Keillor signs off each day with his trademarked phrase, “Be Well, Do Good Work, and Keep in Touch.”
A lot of the funding for the show comes from the Poetry Foundation, a small Chicago based non profit that puts out a quarterly poetry magazine and awards poetry prizes every year. The foundation and magazine were struggling mightily, as poets always do, until 2002, when philanthropist Ruth Lilly, the sole heir of the Eli Lilly pharmaceutical fortune, gave it $100 million in stock. That pays for a lot of poems, prizes and radio shows. Next month, April, is National Poetry Month, and thanks to Ruth, we hear a lot more poetry and a lot more about National Poetry Month these days. (She was of the same era (died 2009) as the equally generous and surprising Joan Kroc, whom I wrote about almost a year ago, another independent-minded very generous woman.)
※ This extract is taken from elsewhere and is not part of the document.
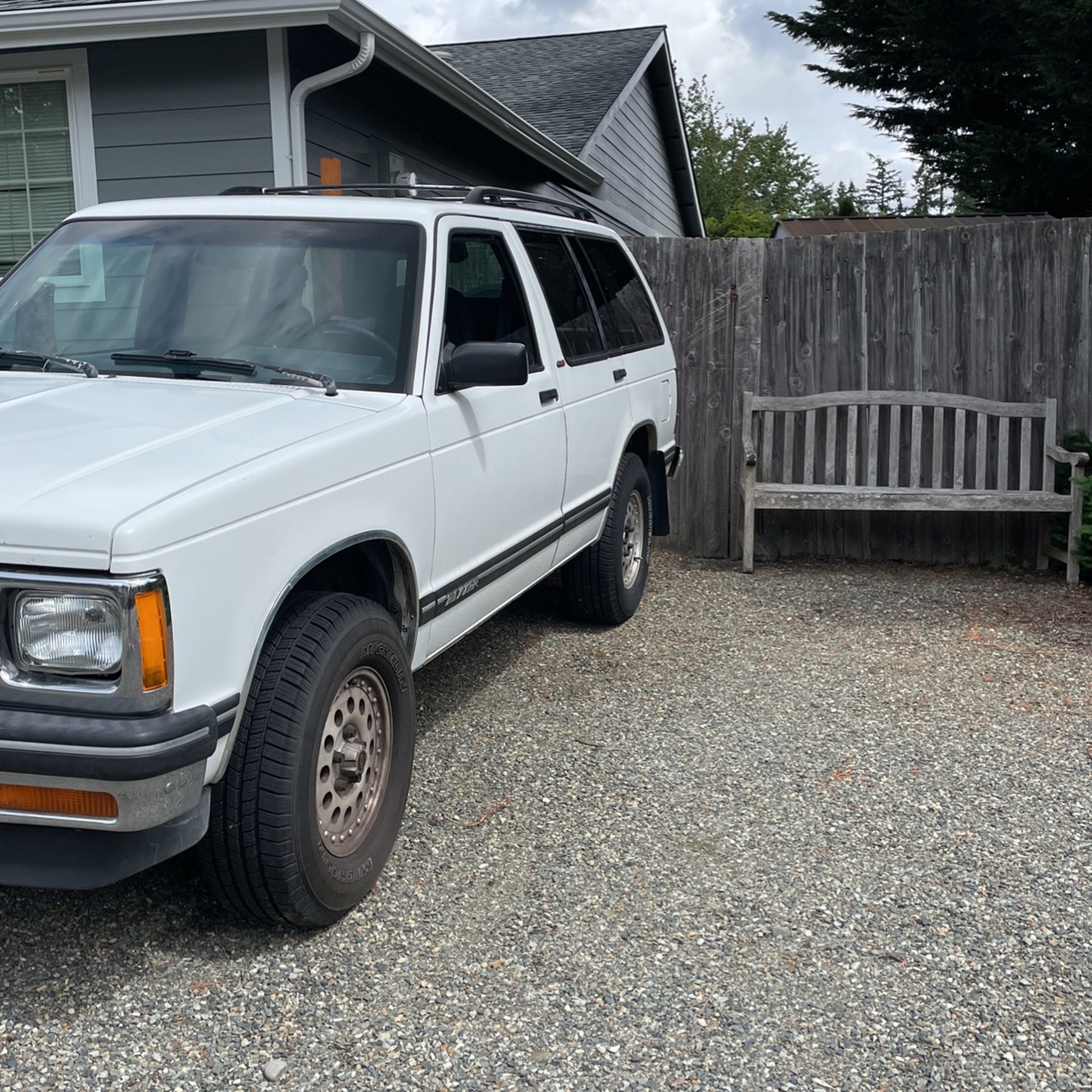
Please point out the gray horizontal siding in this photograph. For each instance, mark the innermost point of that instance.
(631, 155)
(180, 117)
Sometimes the fun of the show is the juxtaposition of different events on the same day: Garrison told us that March 1 is the birthday of poets Robert Lowell and Richard Wilbur and novelist Ralph Ellison. Plus Yellowstone was named a national park that day. Lying there in bed in the dark I learned a little bit about each writer and about how President Ulysses S. Grant set aside 2 million acres on March 1, 1872 as the world’s first national park.
That got me thinking about my visit to Yellowstone in 1961 when I was 10 years old and on a trip “out west” with my parents. My first airplane flight. My first bear. My first geyser, “Old Faithful.”
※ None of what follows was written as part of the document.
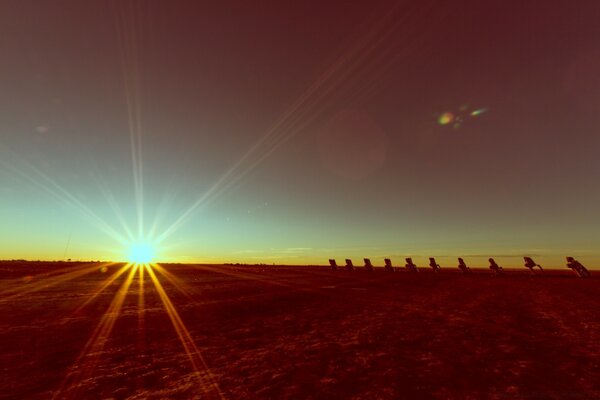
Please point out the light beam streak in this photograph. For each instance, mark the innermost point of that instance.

After breakfast I looked for my old college lit copy of “Invisible Man” by Ralph Ellison which I read 10 years after my Yellowstone trip. A different America. Here’s what Keillor says about Ellison:
And today is the birthday of novelist and essayist Ralph Ellison (books by this author), born in Oklahoma City, Oklahoma, in 1914. He was the grandson of slaves, and he originally wanted to be a classical composer, but when he met the great African-American writers Langston Hughes and Richard Wright, the encouraged him to become a writer instead.
One day, while recovering from a bad kidney infection on his friend's Vermont farm, Ellison was sitting in the bard with a typewriter. He stared at it for a while, and then suddenly typed the sentence "I am an invisible man." He didn't know where it came from, but he wanted to pursue the idea, to find out what kind of a person would think of himself as invisible. It took him seven years to write the book, and it was the only novel published in his lifetime. It was Invisible Man, published in 1952. After he finished his first novel, he worked for the rest of his life on his second, but never finished it. That book, published posthumously, was Juneteenth (1999). He also published two essay collections: Shadow and Act (1964) and Going to the Territory (1986).
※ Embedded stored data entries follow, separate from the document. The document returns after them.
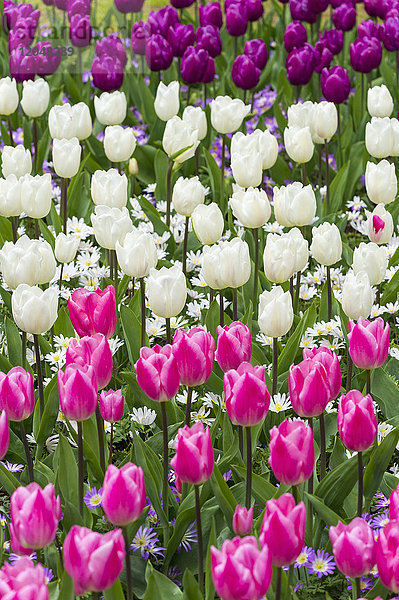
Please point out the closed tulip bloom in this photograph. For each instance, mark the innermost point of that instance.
(292, 452)
(357, 423)
(93, 311)
(276, 314)
(16, 160)
(157, 374)
(93, 560)
(227, 114)
(167, 291)
(379, 101)
(17, 398)
(66, 157)
(381, 182)
(251, 207)
(309, 388)
(379, 225)
(188, 193)
(326, 245)
(8, 96)
(110, 225)
(372, 259)
(35, 513)
(243, 520)
(167, 100)
(226, 264)
(194, 351)
(240, 571)
(194, 459)
(208, 223)
(123, 497)
(112, 405)
(379, 137)
(298, 143)
(369, 342)
(36, 195)
(35, 97)
(109, 188)
(234, 345)
(353, 547)
(110, 107)
(78, 391)
(357, 295)
(34, 310)
(246, 395)
(294, 204)
(283, 529)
It’s nice to begin the day with the gift of a poem. In the Mary Oliver poem he read last week she describes in her simple rich style her happy curious dog Luke, and ends with the haunting lines: “we long to be – that happy – in the heaven of earth – that wild, that loving.”
As I went though my day I kept thinking of Old Faithful at Yellowstone. I tried to notice everyone I encountered, not treat anyone as invisible. And I longed to be wild and loving.
Thanks Garrison. I’ll keep in touch.